The link you sent is concerning to me. What is the difference between styrene, and polystyrene? If I go out and grab a couple of temporary QT enclosures, how can I know they are safe? The most obvious choices are made of new plastic. I have a couple of second-hand aquariums, but do not know what they might be contaminated with.

I am worried that the cause of death could be starvation, even though they never actually looked "skinny". My benedictas do seem to be getting thinner, however, and both vivs seem to have a lot of flies crawling around. Your comments are much appreciated. I do want what's best for the frogs, and I have already been contemplating replacement vivariums for them. I just wasn't expecting such immediate issues. I agree with the "simpler reason" you suggested, but do not know what it might be.


----------



## Ed (Sep 19, 2004)

It is far too soon for it to be due to starvation. Starvation can easily take more than a couple of months as most of the frogs in the hobby (much like many reptiles) can slow their metabolism in response to periods of food shortage and they tend to be obese to morbidly obese... 

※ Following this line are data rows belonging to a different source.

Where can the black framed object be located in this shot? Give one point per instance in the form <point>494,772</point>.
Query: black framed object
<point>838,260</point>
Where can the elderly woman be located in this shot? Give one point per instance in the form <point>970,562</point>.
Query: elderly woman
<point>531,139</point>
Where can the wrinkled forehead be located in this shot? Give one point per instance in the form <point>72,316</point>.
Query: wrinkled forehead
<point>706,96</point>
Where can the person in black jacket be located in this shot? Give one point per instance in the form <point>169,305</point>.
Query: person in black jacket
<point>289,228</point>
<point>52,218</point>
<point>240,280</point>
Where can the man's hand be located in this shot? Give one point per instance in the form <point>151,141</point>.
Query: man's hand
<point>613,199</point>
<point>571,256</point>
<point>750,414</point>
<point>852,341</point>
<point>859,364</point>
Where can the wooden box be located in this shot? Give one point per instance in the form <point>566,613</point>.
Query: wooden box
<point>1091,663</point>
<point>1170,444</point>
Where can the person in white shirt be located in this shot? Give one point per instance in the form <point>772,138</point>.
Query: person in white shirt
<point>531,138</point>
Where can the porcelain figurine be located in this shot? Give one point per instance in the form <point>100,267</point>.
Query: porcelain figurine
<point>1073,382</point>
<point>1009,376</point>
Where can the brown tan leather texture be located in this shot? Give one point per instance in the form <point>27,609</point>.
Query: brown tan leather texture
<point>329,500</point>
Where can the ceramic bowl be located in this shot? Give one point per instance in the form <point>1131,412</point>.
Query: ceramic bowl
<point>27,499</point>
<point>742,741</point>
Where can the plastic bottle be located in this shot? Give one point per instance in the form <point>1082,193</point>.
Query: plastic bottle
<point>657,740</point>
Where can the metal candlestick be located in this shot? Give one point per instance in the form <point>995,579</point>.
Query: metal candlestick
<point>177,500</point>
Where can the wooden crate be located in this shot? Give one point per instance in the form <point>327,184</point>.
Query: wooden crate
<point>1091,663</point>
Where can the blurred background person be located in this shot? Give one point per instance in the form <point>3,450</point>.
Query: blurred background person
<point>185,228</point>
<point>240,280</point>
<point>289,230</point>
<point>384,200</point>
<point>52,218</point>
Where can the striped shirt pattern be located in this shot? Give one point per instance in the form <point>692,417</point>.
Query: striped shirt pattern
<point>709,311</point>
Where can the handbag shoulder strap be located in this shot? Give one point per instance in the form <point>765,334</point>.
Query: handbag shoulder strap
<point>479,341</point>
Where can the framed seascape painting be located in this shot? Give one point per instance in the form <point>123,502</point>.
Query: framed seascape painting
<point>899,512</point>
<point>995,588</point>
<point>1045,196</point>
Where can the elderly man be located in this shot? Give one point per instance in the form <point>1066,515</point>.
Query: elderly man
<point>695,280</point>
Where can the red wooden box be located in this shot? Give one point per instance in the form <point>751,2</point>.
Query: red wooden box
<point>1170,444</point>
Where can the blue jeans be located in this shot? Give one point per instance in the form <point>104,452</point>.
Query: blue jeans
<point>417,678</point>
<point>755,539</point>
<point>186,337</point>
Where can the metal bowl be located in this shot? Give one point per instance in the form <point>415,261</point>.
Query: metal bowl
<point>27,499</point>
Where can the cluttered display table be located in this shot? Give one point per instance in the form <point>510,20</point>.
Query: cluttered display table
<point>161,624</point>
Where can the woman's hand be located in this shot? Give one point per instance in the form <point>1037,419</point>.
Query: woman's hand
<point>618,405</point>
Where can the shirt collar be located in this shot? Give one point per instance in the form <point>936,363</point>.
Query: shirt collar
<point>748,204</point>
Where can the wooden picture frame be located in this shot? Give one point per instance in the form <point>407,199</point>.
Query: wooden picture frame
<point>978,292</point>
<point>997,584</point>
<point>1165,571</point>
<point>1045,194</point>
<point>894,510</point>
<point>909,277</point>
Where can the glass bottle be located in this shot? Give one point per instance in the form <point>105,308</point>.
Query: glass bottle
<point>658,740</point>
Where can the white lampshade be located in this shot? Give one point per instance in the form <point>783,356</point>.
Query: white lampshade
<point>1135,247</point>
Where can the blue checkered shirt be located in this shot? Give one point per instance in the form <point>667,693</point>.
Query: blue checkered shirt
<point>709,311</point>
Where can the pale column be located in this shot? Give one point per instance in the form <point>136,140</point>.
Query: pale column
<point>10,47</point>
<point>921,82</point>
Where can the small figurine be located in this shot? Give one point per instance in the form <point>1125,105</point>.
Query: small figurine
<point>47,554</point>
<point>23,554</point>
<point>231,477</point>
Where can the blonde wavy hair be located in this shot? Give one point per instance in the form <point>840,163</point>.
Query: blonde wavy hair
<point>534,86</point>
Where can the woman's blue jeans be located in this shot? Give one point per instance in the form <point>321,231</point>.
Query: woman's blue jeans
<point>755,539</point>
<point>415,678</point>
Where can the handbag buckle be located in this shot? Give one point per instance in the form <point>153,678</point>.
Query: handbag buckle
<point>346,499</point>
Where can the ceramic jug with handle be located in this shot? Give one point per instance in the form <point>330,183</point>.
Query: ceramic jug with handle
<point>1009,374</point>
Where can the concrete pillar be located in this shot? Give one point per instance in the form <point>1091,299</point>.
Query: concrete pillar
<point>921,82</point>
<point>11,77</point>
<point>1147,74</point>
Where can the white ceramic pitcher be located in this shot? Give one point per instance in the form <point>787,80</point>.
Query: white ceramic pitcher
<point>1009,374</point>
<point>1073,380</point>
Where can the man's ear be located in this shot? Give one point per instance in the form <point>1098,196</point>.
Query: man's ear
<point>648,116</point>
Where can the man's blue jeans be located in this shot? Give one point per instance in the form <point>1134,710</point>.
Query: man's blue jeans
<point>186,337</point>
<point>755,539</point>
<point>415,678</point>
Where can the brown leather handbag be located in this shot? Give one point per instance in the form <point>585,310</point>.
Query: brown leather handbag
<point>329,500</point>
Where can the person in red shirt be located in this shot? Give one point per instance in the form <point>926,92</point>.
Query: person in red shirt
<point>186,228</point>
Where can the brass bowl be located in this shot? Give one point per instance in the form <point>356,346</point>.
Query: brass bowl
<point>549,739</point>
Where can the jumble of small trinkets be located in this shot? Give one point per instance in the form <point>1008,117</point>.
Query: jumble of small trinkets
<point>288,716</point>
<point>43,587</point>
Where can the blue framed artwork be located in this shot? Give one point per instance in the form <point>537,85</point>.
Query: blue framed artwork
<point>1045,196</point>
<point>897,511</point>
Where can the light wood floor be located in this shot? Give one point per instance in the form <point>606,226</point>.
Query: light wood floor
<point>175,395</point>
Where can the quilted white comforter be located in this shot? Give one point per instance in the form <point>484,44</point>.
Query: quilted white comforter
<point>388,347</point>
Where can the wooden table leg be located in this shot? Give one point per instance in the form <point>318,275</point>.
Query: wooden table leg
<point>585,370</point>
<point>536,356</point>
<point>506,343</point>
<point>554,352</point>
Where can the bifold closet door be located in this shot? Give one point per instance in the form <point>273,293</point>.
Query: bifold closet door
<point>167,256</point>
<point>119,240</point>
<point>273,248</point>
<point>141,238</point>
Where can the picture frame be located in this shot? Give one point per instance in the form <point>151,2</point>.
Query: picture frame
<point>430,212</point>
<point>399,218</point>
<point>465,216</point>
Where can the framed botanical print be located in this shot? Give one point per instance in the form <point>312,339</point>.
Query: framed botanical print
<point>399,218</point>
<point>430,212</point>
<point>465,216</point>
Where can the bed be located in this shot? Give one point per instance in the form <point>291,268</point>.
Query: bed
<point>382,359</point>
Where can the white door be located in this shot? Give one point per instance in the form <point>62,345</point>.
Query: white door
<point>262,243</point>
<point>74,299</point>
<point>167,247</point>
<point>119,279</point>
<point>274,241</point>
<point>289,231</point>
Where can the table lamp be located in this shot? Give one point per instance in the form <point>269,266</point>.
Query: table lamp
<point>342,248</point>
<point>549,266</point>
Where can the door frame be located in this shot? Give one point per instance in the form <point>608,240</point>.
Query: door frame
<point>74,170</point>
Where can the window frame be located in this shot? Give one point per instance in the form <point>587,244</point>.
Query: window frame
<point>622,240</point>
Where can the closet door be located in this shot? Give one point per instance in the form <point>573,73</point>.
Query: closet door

As polystyrene is made from styrene, not all styrene reacts and this is where you can get off gassing and leachate from the materials. 

Given your description of the humidity and how the one frog was found (positional), you probably overheated them. If the humidity is too high, then the frogs cannot compensate via evaporative cooling and Phyllobates bicolor and P. terribilis were long considered sensitive to temperatures in the mid-to upper seventies and even higher was generally considered a guaranteed death sentence. As there is a good chance for individual variations in response to higher temperatures, there is a good chance it was too hot for them. That stretched out position is common due to husbandry problems like CO2 poisoning and thermal deaths. 

With respect to leachates, the easiest thing to do is just get a small glass aquarium and cover part of the screen with a sheet of glass (you can tape it into place to stop it from sliding off and breaking (which I've done often enough)). In the interim, a ten gallon would be fine to get you over the crisis. 

The other frogs may be fine due to slight variations in the enclosures. 

some comments 

Ed


----------



## backafter20 (Mar 11, 2011)

Thank you Ed. If you read the threads I linked to, I was told that my vivs were too cold! They were mainly in the mid-upper 60s, and the animals seemed inactive (to me, the beginner). When I asked online, I was told I needed to be in the 70s, at least, so I got the space heater out. My thermometer/stupid hygrometer has a high/low button, which tells me my highest temp was 74.8F. It's hard to believe that would kill them. They live near the equator! The other two seem fine for now, but I've still never observed them eating. On the other hand, despite my benedictas appearing thin, they seem to love climbing and pooping all over the front glass, like they're working on a privacy screen. This proves that at least one of them is eating very well!


----------



## Ed (Sep 19, 2004)

backafter20 said:


> Thank you Ed. If you read the threads I linked to, I was told that my vivs were too cold! They were mainly in the mid-upper 60s, and the animals seemed inactive (to me, the beginner). When I asked online, I was told I needed to be in the 70s, at least, so I got the space heater out. My thermometer/stupid hygrometer has a high/low button, which tells me my highest temp was 74.8F.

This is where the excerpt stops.